The flight traveled 612 miles between Chicago and Washington, DC.

United Airlines 737 Max 8 Thomas Vangel

Passenger planes with electric powertrains may still be only a speck on the horizon, but the use of emissions-lowering biofuel just took a giant step towards viability.

United Airlines made history on Wednesday when it operated the first passenger flight using 100 percent sustainable aviation fuel (SAF). The flight was the airline’s attempt to prove that there is no operational difference between SAF and the conventional fuel currently used by commercial planes.

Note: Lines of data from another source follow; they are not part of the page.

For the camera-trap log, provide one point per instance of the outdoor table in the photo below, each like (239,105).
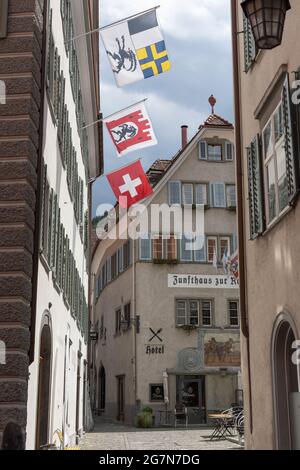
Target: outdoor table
(221,426)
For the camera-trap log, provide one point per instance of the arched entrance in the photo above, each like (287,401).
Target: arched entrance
(101,389)
(286,383)
(44,385)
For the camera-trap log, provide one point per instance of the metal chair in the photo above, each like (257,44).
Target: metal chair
(180,413)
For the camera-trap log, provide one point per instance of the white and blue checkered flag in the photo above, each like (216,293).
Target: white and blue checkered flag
(136,48)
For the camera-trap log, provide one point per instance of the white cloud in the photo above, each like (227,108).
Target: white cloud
(193,19)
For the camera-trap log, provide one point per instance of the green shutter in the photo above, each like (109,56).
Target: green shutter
(44,202)
(255,179)
(249,44)
(292,179)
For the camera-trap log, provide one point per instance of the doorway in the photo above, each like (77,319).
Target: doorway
(121,398)
(286,385)
(190,391)
(44,386)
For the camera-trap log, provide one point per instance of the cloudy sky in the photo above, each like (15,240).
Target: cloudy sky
(197,34)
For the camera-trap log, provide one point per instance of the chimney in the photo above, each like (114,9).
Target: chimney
(184,136)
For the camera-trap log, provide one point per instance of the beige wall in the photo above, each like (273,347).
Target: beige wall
(273,259)
(155,301)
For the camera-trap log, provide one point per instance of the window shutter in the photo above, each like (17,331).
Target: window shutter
(231,196)
(202,150)
(199,254)
(256,205)
(201,194)
(50,227)
(228,151)
(219,195)
(145,249)
(289,141)
(249,44)
(44,208)
(174,192)
(187,194)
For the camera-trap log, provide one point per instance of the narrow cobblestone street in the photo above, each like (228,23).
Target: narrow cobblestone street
(108,436)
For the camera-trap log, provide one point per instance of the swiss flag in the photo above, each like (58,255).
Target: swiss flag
(130,184)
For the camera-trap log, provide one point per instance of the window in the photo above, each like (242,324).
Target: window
(186,254)
(255,188)
(211,249)
(218,198)
(158,248)
(145,249)
(206,312)
(231,196)
(174,192)
(224,247)
(127,314)
(203,150)
(171,248)
(118,321)
(120,260)
(233,310)
(126,255)
(187,313)
(114,266)
(275,165)
(188,194)
(201,194)
(214,152)
(228,151)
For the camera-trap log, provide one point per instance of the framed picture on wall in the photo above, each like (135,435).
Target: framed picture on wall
(156,392)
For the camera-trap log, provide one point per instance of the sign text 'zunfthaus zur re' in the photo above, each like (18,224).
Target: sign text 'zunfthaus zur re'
(202,281)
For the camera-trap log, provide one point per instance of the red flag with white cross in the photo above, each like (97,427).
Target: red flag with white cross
(130,184)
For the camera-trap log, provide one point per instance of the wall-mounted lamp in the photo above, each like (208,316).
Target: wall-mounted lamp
(267,18)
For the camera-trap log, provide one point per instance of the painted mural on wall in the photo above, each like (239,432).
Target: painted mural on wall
(222,350)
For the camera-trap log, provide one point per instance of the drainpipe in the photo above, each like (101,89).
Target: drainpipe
(39,189)
(240,200)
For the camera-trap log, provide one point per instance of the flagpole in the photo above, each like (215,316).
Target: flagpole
(129,18)
(103,119)
(111,24)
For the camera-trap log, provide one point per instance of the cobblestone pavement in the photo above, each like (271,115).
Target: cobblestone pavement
(107,436)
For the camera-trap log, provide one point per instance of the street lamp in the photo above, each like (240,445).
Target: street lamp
(267,19)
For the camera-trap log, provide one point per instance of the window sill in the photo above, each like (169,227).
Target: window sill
(277,220)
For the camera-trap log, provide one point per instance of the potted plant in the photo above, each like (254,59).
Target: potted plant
(145,418)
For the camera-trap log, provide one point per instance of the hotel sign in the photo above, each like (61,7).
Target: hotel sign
(202,281)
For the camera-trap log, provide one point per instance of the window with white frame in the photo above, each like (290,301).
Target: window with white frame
(224,247)
(231,196)
(145,248)
(233,313)
(187,313)
(201,194)
(212,250)
(275,165)
(215,152)
(187,194)
(165,248)
(206,313)
(218,197)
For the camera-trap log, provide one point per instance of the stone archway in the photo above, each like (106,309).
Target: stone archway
(44,384)
(285,381)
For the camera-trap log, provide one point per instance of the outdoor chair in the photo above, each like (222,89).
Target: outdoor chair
(180,413)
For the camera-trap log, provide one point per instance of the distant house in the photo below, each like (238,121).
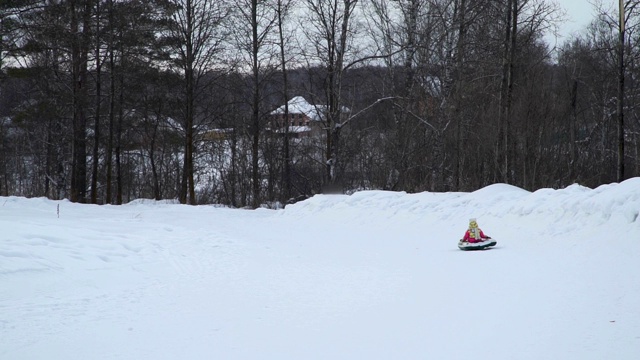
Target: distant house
(303,119)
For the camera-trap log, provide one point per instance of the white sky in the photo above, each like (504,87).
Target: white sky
(579,14)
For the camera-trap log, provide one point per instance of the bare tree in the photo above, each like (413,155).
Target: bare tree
(198,37)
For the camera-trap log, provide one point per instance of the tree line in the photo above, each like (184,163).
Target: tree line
(106,101)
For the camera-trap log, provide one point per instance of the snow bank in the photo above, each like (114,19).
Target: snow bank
(374,275)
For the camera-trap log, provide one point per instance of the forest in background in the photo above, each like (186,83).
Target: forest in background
(106,101)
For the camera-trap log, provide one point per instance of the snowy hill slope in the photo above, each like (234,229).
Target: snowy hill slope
(374,275)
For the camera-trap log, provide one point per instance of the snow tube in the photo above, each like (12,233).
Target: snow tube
(464,245)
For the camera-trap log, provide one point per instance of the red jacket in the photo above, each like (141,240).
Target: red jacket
(468,236)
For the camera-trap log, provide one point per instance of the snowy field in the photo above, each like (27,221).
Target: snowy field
(374,275)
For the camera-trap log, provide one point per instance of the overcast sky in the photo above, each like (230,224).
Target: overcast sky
(580,13)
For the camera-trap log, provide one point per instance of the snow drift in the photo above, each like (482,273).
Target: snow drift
(374,275)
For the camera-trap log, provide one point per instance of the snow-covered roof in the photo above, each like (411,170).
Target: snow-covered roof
(295,129)
(299,105)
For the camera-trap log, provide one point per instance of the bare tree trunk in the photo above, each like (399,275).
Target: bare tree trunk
(79,57)
(504,148)
(96,127)
(621,71)
(281,10)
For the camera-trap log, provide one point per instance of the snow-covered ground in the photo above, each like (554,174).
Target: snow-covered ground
(374,275)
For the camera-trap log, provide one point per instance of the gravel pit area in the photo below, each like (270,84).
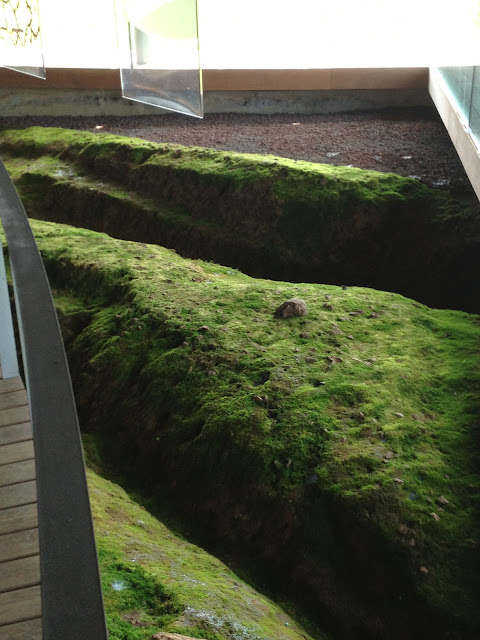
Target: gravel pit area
(409,142)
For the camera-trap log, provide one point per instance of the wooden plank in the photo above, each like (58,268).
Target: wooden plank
(16,452)
(16,606)
(17,472)
(15,495)
(19,574)
(14,416)
(15,433)
(13,399)
(19,545)
(28,630)
(11,384)
(19,518)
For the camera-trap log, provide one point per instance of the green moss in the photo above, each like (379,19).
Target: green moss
(271,217)
(155,580)
(314,449)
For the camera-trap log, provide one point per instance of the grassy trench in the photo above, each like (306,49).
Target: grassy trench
(335,453)
(154,580)
(268,216)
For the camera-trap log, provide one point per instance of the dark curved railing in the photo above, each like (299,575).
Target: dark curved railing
(72,605)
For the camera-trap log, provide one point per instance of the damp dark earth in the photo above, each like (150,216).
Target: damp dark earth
(276,362)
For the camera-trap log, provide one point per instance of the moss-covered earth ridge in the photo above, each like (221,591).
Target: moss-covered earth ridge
(333,456)
(267,216)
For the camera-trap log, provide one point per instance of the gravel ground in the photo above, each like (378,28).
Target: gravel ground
(410,142)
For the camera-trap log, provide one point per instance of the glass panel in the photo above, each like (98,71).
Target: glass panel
(160,64)
(475,106)
(20,37)
(459,82)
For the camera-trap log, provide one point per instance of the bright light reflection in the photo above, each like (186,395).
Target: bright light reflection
(284,34)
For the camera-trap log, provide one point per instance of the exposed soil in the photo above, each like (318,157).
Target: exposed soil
(410,142)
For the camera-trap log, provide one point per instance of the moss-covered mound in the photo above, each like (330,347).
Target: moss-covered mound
(335,454)
(267,216)
(153,580)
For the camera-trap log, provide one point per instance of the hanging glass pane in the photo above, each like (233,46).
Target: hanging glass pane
(20,37)
(160,64)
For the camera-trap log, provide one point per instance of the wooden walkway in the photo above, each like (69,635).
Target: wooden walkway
(20,603)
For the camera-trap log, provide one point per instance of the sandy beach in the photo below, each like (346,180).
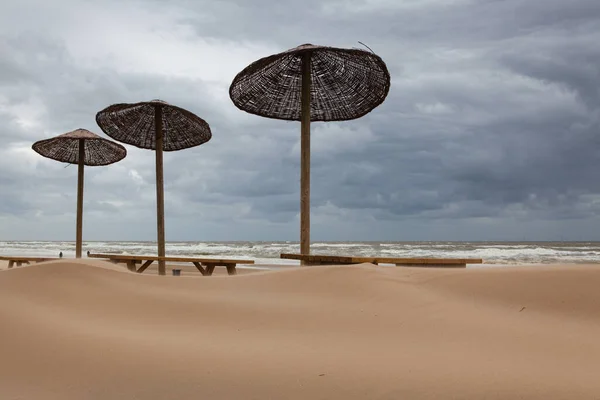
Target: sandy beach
(93,330)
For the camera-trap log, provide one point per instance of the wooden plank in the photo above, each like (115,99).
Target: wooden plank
(30,259)
(144,266)
(314,258)
(455,265)
(305,155)
(217,261)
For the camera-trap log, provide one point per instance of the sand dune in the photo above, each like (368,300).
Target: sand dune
(92,330)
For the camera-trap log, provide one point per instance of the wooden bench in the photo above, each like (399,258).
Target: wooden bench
(316,259)
(206,266)
(25,260)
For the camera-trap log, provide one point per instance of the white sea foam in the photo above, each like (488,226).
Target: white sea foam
(500,253)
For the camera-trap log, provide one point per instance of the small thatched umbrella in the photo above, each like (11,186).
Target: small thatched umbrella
(311,83)
(155,125)
(80,147)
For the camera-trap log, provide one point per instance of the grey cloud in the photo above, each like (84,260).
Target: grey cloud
(493,116)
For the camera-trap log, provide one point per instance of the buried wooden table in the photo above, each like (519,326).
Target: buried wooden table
(206,266)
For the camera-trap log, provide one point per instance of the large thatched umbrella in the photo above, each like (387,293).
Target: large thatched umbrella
(311,83)
(155,125)
(80,147)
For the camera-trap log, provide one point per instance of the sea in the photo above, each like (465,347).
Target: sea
(267,253)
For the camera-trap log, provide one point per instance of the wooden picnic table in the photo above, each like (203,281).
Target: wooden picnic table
(318,259)
(12,260)
(206,266)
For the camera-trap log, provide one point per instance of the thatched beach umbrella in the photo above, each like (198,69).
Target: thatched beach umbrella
(311,83)
(80,147)
(159,126)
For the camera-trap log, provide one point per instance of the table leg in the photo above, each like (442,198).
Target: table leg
(210,269)
(231,269)
(199,266)
(144,266)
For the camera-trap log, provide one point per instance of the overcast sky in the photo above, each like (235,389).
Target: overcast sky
(490,131)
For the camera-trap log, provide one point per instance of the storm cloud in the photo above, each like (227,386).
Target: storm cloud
(490,131)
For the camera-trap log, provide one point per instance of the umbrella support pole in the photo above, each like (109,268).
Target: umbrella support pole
(80,165)
(160,198)
(305,158)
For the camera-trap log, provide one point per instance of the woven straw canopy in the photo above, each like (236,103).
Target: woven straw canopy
(346,84)
(134,124)
(65,148)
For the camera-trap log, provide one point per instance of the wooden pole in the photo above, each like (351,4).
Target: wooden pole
(79,237)
(305,158)
(160,198)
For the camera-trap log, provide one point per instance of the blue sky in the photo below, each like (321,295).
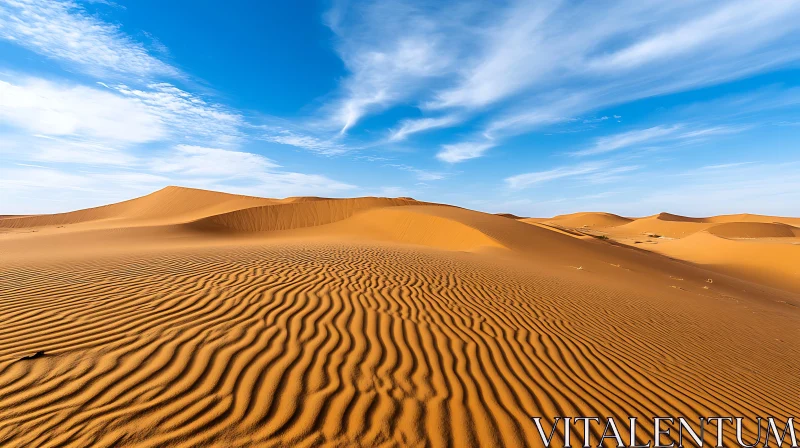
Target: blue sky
(530,107)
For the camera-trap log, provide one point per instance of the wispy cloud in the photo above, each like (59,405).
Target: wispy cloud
(526,65)
(422,175)
(655,134)
(320,146)
(214,162)
(44,107)
(526,180)
(459,152)
(409,127)
(63,31)
(627,139)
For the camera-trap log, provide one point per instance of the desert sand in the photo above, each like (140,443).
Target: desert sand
(196,318)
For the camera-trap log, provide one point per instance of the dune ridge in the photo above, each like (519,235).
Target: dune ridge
(293,215)
(589,219)
(369,322)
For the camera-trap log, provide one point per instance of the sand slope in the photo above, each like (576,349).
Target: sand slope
(367,322)
(589,219)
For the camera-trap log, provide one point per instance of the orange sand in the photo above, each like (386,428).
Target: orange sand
(194,318)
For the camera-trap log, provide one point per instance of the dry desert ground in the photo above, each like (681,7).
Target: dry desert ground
(195,318)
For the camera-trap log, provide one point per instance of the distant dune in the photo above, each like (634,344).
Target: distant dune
(590,219)
(196,318)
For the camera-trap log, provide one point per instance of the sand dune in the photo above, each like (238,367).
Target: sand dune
(168,205)
(589,219)
(754,230)
(367,322)
(294,214)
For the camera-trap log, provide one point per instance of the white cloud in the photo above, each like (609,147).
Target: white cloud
(408,127)
(43,107)
(627,139)
(62,30)
(422,175)
(525,65)
(460,152)
(308,142)
(186,115)
(529,179)
(213,162)
(677,132)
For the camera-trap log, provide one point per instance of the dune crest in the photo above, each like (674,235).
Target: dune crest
(206,319)
(293,215)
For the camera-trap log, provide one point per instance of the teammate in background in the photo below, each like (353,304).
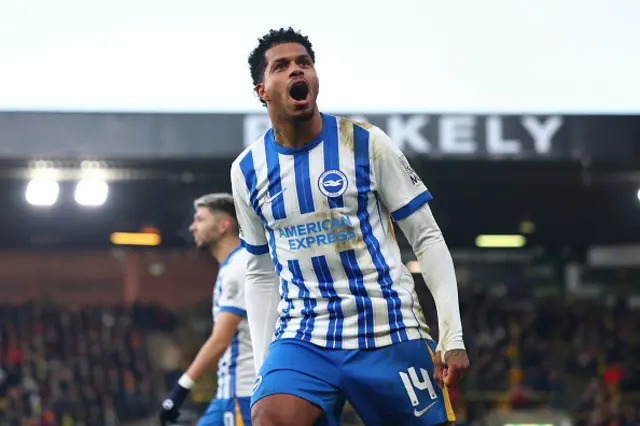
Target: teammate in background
(215,228)
(315,197)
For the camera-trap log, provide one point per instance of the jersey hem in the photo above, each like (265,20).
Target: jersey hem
(412,334)
(234,310)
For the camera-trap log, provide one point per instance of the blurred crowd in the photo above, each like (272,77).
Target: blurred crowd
(73,367)
(574,355)
(76,367)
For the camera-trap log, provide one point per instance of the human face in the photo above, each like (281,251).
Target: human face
(290,85)
(208,227)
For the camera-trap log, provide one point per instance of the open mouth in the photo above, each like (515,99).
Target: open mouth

The plane used for Wednesday’s flight was one of United’s new Boeing 737 Max 8s. More than 100 passengers, including the company’s CEO Scott Kirby, were on board the demonstration flight, which took off from Chicago’s O’Hare airport and landed at Washington, DC’s Reagan National Airport, according to the airline. Airplanes are currently only allowed to fly with a maximum of 50 percent SAF on board and it must be blended with conventional fuel. But for this flight, United received special permission to use 500 gallons of 100 percent SAF in one engine and the same amount of conventional fuel in the other.

United hopes that the successful flight will open the door to the increased use of SAF by airlines. During the 612-mile flight, the engine using SAF emitted 75 percent less carbon dioxide than an engine using conventional fuel normally would, according to a tweet from the airline. United claims that the SAF is already compatible with existing plane fleets, so no engine modifications would be needed to accommodate the biofuel.

“Today’s SAF flight is not only a significant milestone for efforts to decarbonize our industry, but when combined with the surge in commitments to produce and purchase alternative fuels, we’re demonstrating the scalable and impactful way companies can join together and play a role in addressing the biggest challenge of our lifetimes,” Kirby said in a statement.

Of course, there are still some barriers that need to be overcome before use of SAF becomes widespread. In addition to regulatory hurdles, there’s also the very big issue of cost, Gizmodo points out. Right now, SAF costs four times as much as conventional fuel. Production would also need to be scaled dramatically. Earlier this month, Delta CEO Ed Bastian told Bloomberg News the nation’s current supply of SAF is only enough to fuel his company’s fleet for a single day.

If those problems can be solved, sustainable aviation fuel could help make air travel significantly cleaner before the industry is finally ready to transition to zero-emission alternatives like electric planes.